Based on three new MSCI Dividend Point Indexes – the MSCI EM Dividend Point Index, the MSCI EAFE Dividend Point Index and the MSCI World Dividend Point Index –, Eurex has launched derivatives futures that enable market participants to hedge their dividend exposure around the globe. Joseph Nehorai, Managing Director and Global Head of Futures Execution at Goldman Sachs, gave us his points of view on the new products.
What market needs - not being addressed at the moment - will the new MSCI Derivatives Futures fulfil?
Dividends have become an asset class in their own right, bridging the gap between Equity and Fixed Income, and providing clients a finer tool to express their economic views. Dividend products were initially focused around the European region (where structured product issuance is high) but as clients have explored the space and built analytic sophistication, they have grown an appetite to access dividends in other markets. The new MSCI products facilitate this demand that otherwise (today) is left unfilled.
What are your main strategies to promote them and what do you recommend to clients?
Goldman Sachs as a house has been writing about dividends for over a decade (see Mueller-Glissmann, Manley; Financial Analysts Journal; Volume 64 • Number 3; 2008, CFA Institute) and have long seen them as an asset class in their own right. Similarly, Lorenzo Longo’s presence (and Riccardo Riboldi’s upcoming presence!) on EUREX videos is another testament to this commitment. Typically, we explore strategies where clients take a long exposure to dividends, either outright as a “beta replacement” (i.e. reducing outright market exposure to replace with dividends) or market-hedged with some short futures paired. Particularly at the beginning of the life of these products we will be focusing on these strategies, as we expect contracts to trade at a discount to fundamental estimates given the structured product issuance that put pressure on MSCI dividends.
How do you counteract the argument around ‘lack of liquidity’ in these products in their early days?
With any new product there will certainly be a relatively lack of liquidity initially, but this is expected to grow quickly.
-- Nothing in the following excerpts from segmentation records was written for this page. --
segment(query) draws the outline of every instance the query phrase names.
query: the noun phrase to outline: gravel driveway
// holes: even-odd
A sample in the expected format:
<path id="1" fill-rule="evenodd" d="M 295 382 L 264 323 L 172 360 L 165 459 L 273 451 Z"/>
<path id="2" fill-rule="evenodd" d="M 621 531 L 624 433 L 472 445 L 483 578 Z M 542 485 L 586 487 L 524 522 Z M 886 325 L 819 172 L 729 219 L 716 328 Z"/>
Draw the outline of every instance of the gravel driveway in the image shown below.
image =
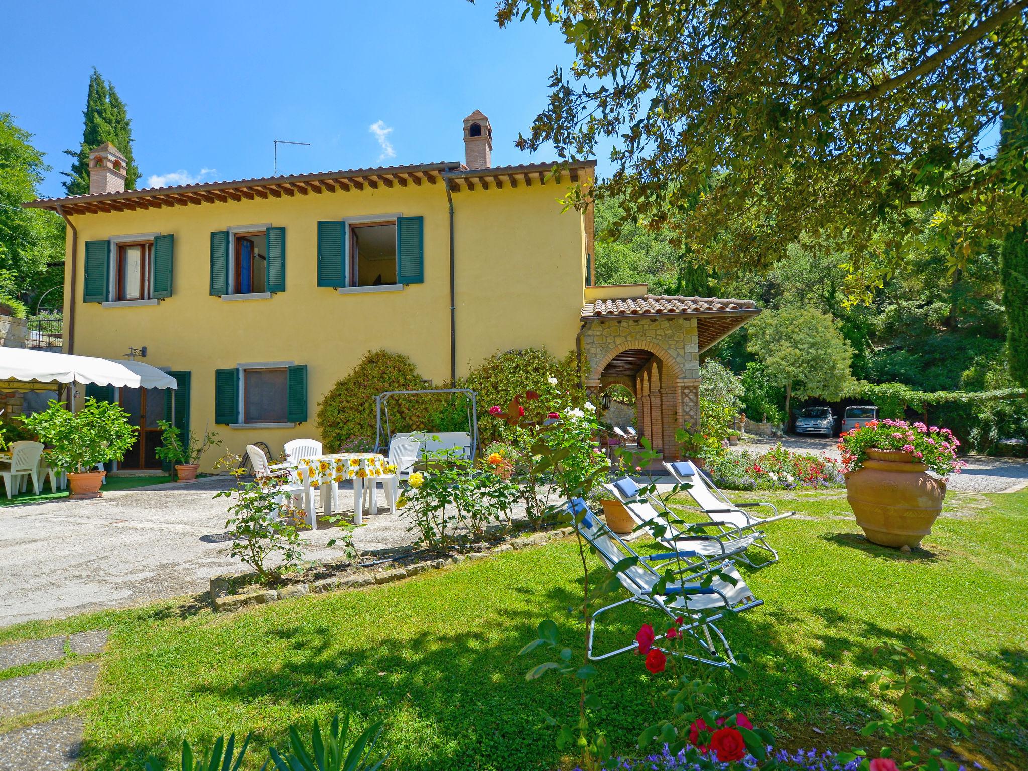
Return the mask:
<path id="1" fill-rule="evenodd" d="M 813 452 L 839 460 L 836 449 L 838 439 L 825 437 L 786 436 L 781 445 L 795 452 Z M 766 452 L 775 442 L 764 437 L 752 437 L 736 449 Z M 1028 483 L 1028 460 L 1018 457 L 989 457 L 987 455 L 960 455 L 967 468 L 950 476 L 949 488 L 965 492 L 1014 492 Z"/>
<path id="2" fill-rule="evenodd" d="M 208 579 L 244 570 L 225 554 L 226 499 L 215 490 L 234 480 L 211 477 L 181 484 L 114 490 L 94 501 L 54 499 L 0 507 L 0 626 L 125 608 L 195 594 Z M 340 490 L 352 508 L 353 488 Z M 378 488 L 380 511 L 387 512 Z M 366 515 L 354 542 L 370 549 L 409 543 L 407 521 Z M 340 556 L 326 543 L 337 531 L 305 531 L 308 559 Z"/>

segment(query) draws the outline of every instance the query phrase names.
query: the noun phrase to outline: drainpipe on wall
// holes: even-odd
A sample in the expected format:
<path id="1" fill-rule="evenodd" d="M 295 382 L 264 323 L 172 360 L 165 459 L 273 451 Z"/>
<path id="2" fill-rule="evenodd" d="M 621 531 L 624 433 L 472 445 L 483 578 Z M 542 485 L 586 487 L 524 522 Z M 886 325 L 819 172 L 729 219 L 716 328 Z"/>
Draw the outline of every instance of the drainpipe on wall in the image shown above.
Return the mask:
<path id="1" fill-rule="evenodd" d="M 439 175 L 443 179 L 443 187 L 446 188 L 446 201 L 449 204 L 450 218 L 450 386 L 456 386 L 456 291 L 455 291 L 455 268 L 453 259 L 453 193 L 449 189 L 449 178 L 445 172 Z"/>
<path id="2" fill-rule="evenodd" d="M 66 315 L 68 318 L 68 347 L 69 354 L 75 353 L 75 266 L 78 263 L 78 230 L 72 221 L 68 218 L 68 215 L 64 213 L 64 208 L 58 204 L 57 206 L 58 214 L 61 215 L 62 219 L 68 223 L 68 227 L 71 228 L 71 289 L 70 289 L 70 301 L 68 308 L 66 309 Z"/>
<path id="3" fill-rule="evenodd" d="M 585 388 L 585 375 L 582 373 L 582 336 L 585 335 L 585 328 L 589 325 L 589 322 L 582 322 L 582 326 L 579 327 L 579 332 L 575 335 L 575 358 L 578 361 L 579 370 L 579 384 Z"/>

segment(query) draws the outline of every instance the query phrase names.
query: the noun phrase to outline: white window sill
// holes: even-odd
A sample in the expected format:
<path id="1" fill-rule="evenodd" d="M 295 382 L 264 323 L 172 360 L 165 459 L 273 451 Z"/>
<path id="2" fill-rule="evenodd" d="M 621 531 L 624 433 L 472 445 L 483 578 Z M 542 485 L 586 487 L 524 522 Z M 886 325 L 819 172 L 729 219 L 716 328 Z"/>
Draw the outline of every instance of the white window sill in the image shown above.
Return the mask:
<path id="1" fill-rule="evenodd" d="M 402 292 L 403 284 L 379 284 L 375 287 L 339 287 L 339 294 L 367 294 L 370 292 Z"/>
<path id="2" fill-rule="evenodd" d="M 295 423 L 232 423 L 230 429 L 295 429 Z"/>
<path id="3" fill-rule="evenodd" d="M 223 300 L 270 300 L 270 292 L 248 292 L 247 294 L 223 294 Z"/>
<path id="4" fill-rule="evenodd" d="M 156 305 L 160 300 L 111 300 L 101 302 L 101 307 L 139 307 L 140 305 Z"/>

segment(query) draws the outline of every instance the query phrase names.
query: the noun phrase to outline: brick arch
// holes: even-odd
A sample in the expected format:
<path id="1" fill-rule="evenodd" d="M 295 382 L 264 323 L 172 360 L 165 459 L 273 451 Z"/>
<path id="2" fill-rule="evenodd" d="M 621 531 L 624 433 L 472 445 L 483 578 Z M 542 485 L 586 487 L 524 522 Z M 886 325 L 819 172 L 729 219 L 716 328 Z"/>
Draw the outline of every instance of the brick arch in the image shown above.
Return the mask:
<path id="1" fill-rule="evenodd" d="M 615 345 L 613 348 L 608 351 L 607 354 L 603 355 L 603 358 L 599 360 L 599 364 L 597 364 L 592 368 L 590 380 L 593 382 L 599 382 L 603 369 L 605 369 L 607 365 L 614 360 L 614 357 L 616 357 L 618 354 L 624 353 L 625 351 L 636 351 L 636 350 L 649 351 L 651 354 L 658 357 L 661 363 L 665 367 L 670 369 L 672 381 L 677 381 L 685 378 L 685 374 L 682 371 L 682 367 L 678 366 L 678 363 L 674 360 L 674 357 L 668 353 L 667 348 L 650 340 L 626 340 L 625 342 L 619 342 L 617 345 Z M 665 372 L 663 373 L 662 379 L 665 379 L 666 377 L 667 373 Z"/>

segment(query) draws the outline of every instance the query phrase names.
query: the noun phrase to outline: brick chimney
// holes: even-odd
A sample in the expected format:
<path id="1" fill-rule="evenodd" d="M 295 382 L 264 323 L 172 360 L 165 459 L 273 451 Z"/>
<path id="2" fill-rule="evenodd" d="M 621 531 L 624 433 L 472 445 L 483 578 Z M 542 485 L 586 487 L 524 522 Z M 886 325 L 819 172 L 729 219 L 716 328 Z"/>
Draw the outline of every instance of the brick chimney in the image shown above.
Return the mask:
<path id="1" fill-rule="evenodd" d="M 105 142 L 89 151 L 89 195 L 104 192 L 124 192 L 127 172 L 125 156 Z"/>
<path id="2" fill-rule="evenodd" d="M 464 119 L 464 164 L 469 169 L 492 166 L 492 126 L 479 110 Z"/>

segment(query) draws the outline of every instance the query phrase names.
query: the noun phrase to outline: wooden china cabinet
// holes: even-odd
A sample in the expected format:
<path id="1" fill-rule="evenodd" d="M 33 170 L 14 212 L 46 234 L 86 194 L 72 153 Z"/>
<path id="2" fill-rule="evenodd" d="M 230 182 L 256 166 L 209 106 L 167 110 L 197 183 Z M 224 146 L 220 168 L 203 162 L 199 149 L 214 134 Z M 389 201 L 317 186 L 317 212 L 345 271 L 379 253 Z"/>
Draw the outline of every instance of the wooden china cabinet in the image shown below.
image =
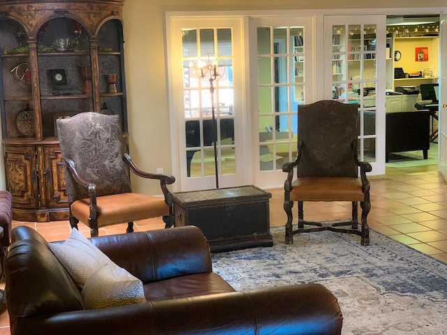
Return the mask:
<path id="1" fill-rule="evenodd" d="M 68 218 L 57 118 L 127 116 L 124 0 L 0 0 L 0 103 L 15 220 Z"/>

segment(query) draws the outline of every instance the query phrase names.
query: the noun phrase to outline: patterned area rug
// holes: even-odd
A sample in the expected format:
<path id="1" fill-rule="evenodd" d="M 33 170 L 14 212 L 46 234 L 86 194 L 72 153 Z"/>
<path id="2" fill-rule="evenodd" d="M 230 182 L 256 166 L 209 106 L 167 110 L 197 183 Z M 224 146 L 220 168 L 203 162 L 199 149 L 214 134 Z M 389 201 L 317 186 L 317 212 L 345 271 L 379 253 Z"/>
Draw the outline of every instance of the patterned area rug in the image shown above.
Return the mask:
<path id="1" fill-rule="evenodd" d="M 237 290 L 319 283 L 337 297 L 344 335 L 447 334 L 447 265 L 375 232 L 371 246 L 356 235 L 318 232 L 284 244 L 216 253 L 215 272 Z"/>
Liquidity growth will be supported by the abundant liquidity in other MSCI products (looking at MSCI EM, arguably the least liquid of the exposures to be launched, the US $ open interest/AuM across Futures and ETFs stands above $242bn) in addition to the liquidity and volumes in the existing DM (STOXX) Dividend Suite.
Generally speaking, a new product will always come with some lead time for on-screen liquidity to pick up – but block liquidity in these dividend futures will be provided from the outset thanks to outstanding risks deriving from existing businesses and their ability to market make against other products and assets.
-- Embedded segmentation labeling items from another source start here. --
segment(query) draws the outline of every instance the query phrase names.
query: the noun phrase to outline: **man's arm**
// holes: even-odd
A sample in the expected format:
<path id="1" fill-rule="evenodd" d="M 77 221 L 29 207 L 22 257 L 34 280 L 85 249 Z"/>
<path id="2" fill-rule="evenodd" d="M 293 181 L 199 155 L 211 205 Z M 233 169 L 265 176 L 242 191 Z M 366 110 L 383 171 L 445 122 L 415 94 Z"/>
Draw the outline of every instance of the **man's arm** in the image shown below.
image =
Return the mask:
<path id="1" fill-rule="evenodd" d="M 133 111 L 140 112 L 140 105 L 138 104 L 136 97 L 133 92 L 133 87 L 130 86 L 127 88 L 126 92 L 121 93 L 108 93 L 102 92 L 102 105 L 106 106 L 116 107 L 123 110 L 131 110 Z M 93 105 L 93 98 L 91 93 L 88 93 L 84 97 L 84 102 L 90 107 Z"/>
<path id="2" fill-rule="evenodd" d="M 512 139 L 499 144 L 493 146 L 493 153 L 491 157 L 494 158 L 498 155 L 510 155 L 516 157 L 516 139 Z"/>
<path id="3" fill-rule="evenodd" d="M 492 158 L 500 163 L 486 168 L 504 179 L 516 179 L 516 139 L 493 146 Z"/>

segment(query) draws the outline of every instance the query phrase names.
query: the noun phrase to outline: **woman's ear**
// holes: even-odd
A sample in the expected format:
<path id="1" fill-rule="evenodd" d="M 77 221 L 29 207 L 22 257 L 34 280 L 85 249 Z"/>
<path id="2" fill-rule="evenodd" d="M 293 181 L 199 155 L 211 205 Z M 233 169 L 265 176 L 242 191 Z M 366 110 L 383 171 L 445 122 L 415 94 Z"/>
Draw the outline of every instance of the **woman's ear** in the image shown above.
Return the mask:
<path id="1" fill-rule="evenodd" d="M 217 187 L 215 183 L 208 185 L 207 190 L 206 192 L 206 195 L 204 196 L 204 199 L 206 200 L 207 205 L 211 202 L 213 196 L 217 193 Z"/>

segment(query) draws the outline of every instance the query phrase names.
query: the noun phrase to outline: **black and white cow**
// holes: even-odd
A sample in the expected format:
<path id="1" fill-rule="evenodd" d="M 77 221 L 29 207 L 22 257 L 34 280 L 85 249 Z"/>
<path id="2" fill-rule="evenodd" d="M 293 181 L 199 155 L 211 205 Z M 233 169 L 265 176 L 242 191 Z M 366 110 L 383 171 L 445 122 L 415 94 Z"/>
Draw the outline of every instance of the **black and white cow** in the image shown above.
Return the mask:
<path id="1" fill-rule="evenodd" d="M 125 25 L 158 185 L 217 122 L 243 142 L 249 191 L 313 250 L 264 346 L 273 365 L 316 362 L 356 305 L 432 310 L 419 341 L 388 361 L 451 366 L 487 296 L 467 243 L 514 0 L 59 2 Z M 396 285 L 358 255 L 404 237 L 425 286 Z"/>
What can Eurex do to ensure better traction in these products with the buy side?
Ensure there is Bloomberg visibility both into the index and the future. Bloomberg is the window by which the majority of our clients view the world. In addition, in a world where fees are being squeezed across the board, having high margin requirements will be difficult for some clients. Moving MSCI Dividends into the same risk bucket as other equity derivatives such that margin offsets (from a reduced portfolio risk).